For the co-expression analysis, we preferred mixture models to correlation-based approaches. Mixture models aim at identifying an underlying structure in modeling the unknown distribution by a weighted sum of parametric distributions, each one representing a group of co-expressed genes. Gaussian mixture models were relevant for microarray data and were applied with success on several datasets [36,37]. For RNAseq data, which are discrete, Rau et al. [18] first concluded that normalized expression profiles modeled with a Poisson mixture are relevant for co-expression analysis. However, in the Poisson mixture, the dependence structure between samples is not considered and can mislead the results.
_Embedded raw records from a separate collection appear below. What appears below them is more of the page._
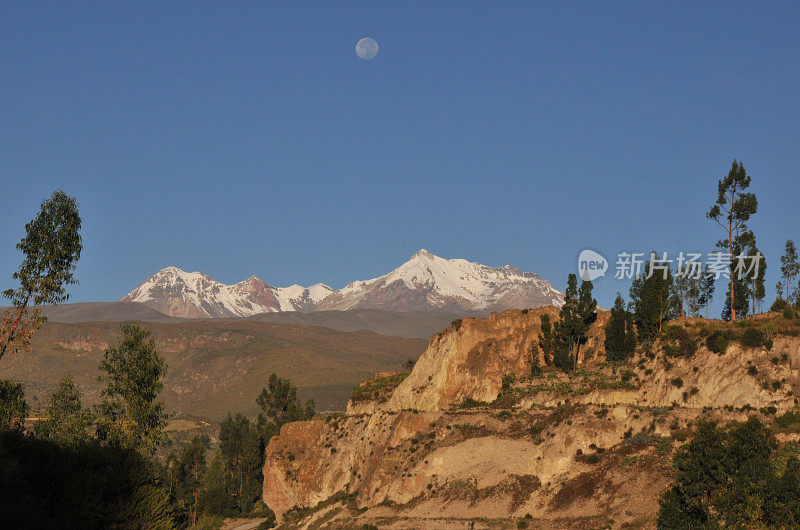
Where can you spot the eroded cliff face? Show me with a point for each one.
(470, 359)
(451, 446)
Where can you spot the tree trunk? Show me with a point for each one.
(730, 248)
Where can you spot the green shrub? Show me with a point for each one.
(717, 342)
(752, 338)
(679, 342)
(788, 418)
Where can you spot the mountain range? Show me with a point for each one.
(424, 283)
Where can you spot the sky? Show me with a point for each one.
(241, 138)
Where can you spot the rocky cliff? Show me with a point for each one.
(475, 435)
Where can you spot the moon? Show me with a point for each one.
(366, 48)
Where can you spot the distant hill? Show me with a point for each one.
(217, 366)
(412, 324)
(104, 312)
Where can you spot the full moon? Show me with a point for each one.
(366, 48)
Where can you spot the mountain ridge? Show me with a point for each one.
(423, 283)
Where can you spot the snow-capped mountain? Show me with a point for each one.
(197, 295)
(424, 283)
(428, 282)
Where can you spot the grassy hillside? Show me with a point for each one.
(216, 367)
(416, 324)
(413, 324)
(104, 312)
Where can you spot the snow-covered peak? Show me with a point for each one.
(197, 295)
(429, 281)
(424, 282)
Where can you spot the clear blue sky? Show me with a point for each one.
(242, 138)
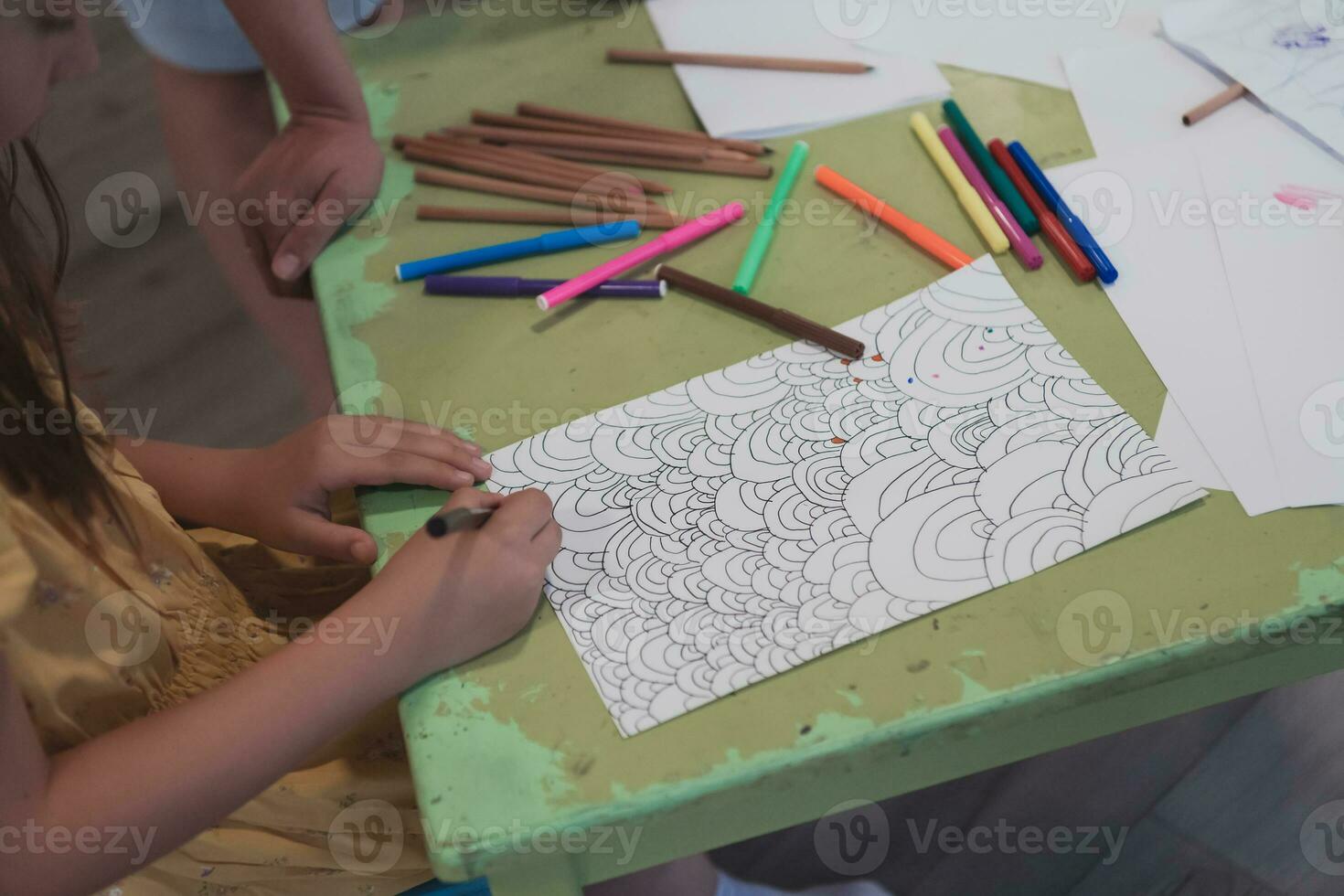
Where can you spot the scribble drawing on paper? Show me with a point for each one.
(1287, 53)
(745, 521)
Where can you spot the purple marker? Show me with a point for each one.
(1021, 245)
(515, 286)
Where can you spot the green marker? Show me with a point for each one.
(997, 176)
(765, 229)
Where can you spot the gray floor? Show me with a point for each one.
(160, 331)
(162, 334)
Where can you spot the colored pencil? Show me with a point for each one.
(466, 160)
(542, 160)
(517, 286)
(557, 240)
(571, 217)
(1106, 272)
(697, 152)
(1203, 111)
(765, 229)
(737, 60)
(496, 187)
(538, 111)
(1050, 226)
(966, 195)
(634, 160)
(788, 321)
(1018, 238)
(669, 240)
(995, 175)
(910, 229)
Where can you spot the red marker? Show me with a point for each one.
(1050, 226)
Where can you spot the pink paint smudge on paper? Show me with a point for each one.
(1304, 197)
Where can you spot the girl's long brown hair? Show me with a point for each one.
(54, 461)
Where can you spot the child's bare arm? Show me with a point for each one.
(167, 776)
(279, 495)
(325, 154)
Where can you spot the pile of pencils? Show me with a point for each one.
(569, 159)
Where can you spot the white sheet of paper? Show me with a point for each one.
(1179, 440)
(1133, 96)
(1174, 295)
(1014, 37)
(1284, 254)
(757, 105)
(734, 527)
(1287, 53)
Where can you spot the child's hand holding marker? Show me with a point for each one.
(471, 590)
(280, 495)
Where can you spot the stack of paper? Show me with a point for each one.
(1012, 37)
(1227, 237)
(757, 105)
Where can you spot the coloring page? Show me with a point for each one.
(745, 521)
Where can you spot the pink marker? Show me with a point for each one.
(675, 238)
(1021, 245)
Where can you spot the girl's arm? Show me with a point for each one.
(279, 495)
(169, 775)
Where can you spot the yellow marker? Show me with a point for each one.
(966, 194)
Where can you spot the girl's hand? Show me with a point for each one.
(285, 488)
(457, 597)
(317, 174)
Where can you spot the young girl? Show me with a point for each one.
(160, 732)
(146, 713)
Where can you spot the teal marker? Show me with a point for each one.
(765, 229)
(557, 240)
(997, 176)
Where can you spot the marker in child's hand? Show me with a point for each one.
(457, 520)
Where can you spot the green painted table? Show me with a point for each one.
(519, 770)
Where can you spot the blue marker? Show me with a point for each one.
(558, 240)
(1105, 271)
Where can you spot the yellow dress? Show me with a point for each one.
(97, 643)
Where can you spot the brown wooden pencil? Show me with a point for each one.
(538, 111)
(707, 166)
(737, 60)
(1230, 94)
(571, 217)
(546, 163)
(507, 168)
(581, 142)
(557, 197)
(778, 317)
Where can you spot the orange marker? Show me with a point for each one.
(912, 229)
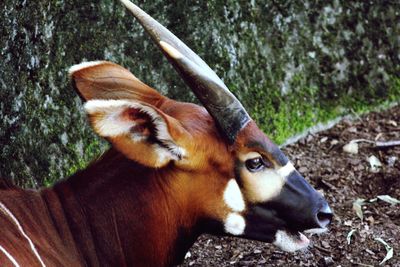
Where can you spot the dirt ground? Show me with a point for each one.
(343, 178)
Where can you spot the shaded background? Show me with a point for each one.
(291, 63)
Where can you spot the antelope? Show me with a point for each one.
(174, 171)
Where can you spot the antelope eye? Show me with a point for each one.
(255, 165)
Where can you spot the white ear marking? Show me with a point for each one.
(233, 196)
(109, 122)
(84, 65)
(235, 224)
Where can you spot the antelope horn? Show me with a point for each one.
(223, 106)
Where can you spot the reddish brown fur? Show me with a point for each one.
(118, 212)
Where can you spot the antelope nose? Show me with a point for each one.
(324, 216)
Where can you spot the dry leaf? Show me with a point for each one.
(357, 207)
(389, 199)
(389, 250)
(375, 163)
(348, 238)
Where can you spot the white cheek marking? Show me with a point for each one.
(288, 243)
(233, 196)
(235, 224)
(286, 170)
(11, 258)
(263, 186)
(4, 209)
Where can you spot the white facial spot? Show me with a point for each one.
(233, 196)
(286, 170)
(290, 243)
(235, 224)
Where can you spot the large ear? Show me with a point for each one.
(140, 131)
(107, 80)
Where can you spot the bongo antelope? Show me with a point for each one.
(175, 170)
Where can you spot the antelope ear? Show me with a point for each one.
(107, 80)
(140, 131)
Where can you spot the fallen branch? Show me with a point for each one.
(378, 144)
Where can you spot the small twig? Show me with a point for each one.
(380, 144)
(327, 251)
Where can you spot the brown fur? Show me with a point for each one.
(119, 212)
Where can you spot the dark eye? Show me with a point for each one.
(255, 165)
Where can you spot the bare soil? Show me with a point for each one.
(343, 178)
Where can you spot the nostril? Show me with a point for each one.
(324, 216)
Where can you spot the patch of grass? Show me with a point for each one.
(300, 111)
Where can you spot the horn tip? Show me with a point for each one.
(129, 5)
(170, 50)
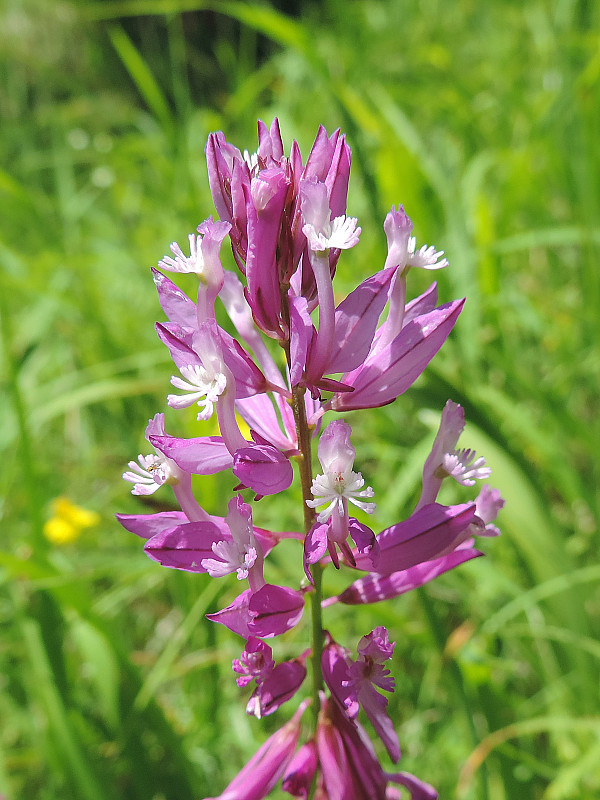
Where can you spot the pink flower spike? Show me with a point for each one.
(256, 780)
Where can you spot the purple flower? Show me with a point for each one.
(275, 683)
(429, 533)
(262, 468)
(300, 772)
(389, 371)
(353, 682)
(366, 673)
(339, 483)
(373, 588)
(488, 504)
(268, 612)
(154, 470)
(242, 553)
(445, 460)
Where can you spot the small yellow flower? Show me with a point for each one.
(67, 521)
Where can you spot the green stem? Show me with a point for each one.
(305, 468)
(304, 459)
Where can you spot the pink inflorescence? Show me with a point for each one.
(287, 225)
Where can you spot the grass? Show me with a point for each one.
(482, 119)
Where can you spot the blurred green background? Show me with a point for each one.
(483, 120)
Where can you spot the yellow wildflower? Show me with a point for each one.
(67, 521)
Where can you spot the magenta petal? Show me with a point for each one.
(179, 342)
(336, 675)
(301, 334)
(431, 532)
(249, 380)
(300, 772)
(184, 546)
(375, 707)
(267, 765)
(148, 525)
(263, 468)
(265, 204)
(373, 588)
(274, 610)
(365, 541)
(315, 546)
(205, 455)
(279, 686)
(269, 141)
(356, 319)
(236, 616)
(419, 790)
(387, 374)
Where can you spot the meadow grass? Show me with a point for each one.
(483, 120)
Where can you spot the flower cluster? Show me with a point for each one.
(287, 224)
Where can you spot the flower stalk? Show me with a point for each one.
(287, 225)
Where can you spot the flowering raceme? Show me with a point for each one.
(287, 225)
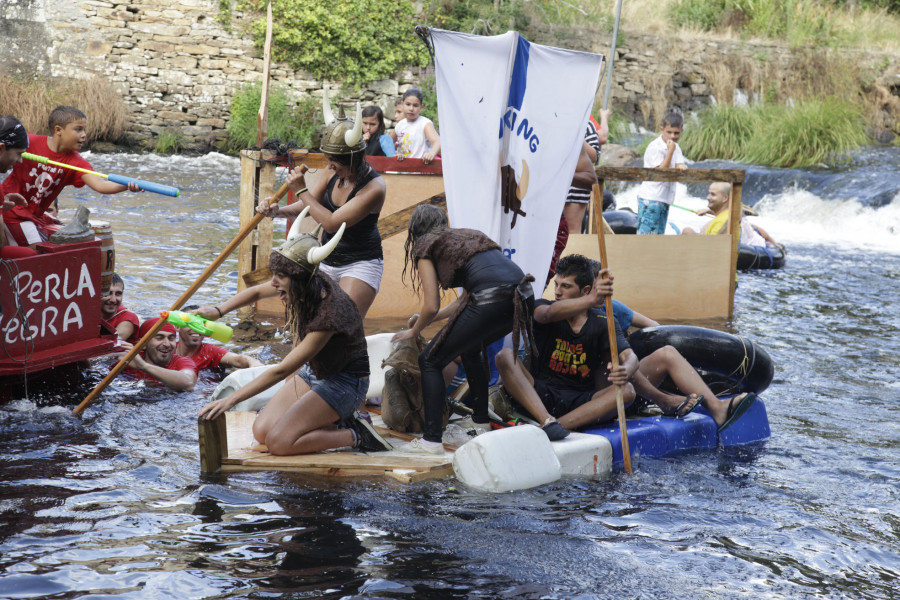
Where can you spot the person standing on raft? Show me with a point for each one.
(351, 193)
(497, 299)
(305, 414)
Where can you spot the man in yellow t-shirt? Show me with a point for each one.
(717, 201)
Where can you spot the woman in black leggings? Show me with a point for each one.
(497, 299)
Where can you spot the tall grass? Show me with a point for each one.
(812, 132)
(32, 101)
(284, 122)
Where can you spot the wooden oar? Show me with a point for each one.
(388, 226)
(123, 362)
(612, 56)
(262, 117)
(611, 326)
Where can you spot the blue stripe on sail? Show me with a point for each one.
(520, 74)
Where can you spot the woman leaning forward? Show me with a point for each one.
(315, 409)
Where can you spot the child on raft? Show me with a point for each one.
(13, 142)
(378, 143)
(416, 135)
(40, 184)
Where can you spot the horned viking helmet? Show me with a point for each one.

To tackle this problem, they proposed then a Gaussian mixture after a transformation of the normalized expression profiles [19]. This model seems to be more suitable for RNAseq co-expression analysis by providing a proper identification of the groups of co-expressed genes because it accounts for per-cluster correlation structures among samples. For these reasons, we chose this Gaussian mixture implemented in the coseq R-package.
In conclusion, using these neutral comparison studies, we combined the most adapted tools for each step of a standard RNAseq analysis. DiCoExpress is a workspace, illustrated in Figure 1, to be installed on a computer to create a user-friendly workspace for analyzing RNAseq datasets. The directory Data will store all the projects, and the directory Results will contain a subdirectory per project with all the results of the different steps. The directory Sources contains the R functions used by DiCoExpress. Finally, the directory Template_scripts will contain an R script file for each project, allowing a semi-automated data analysis where the user is guided through all the steps from normalization to co-expression analysis. Hence, with DiCoExpress, our objective is to focus on the statistical modeling of gene expression according to the experimental design and on the interpretation of the results of such analysis in biological terms.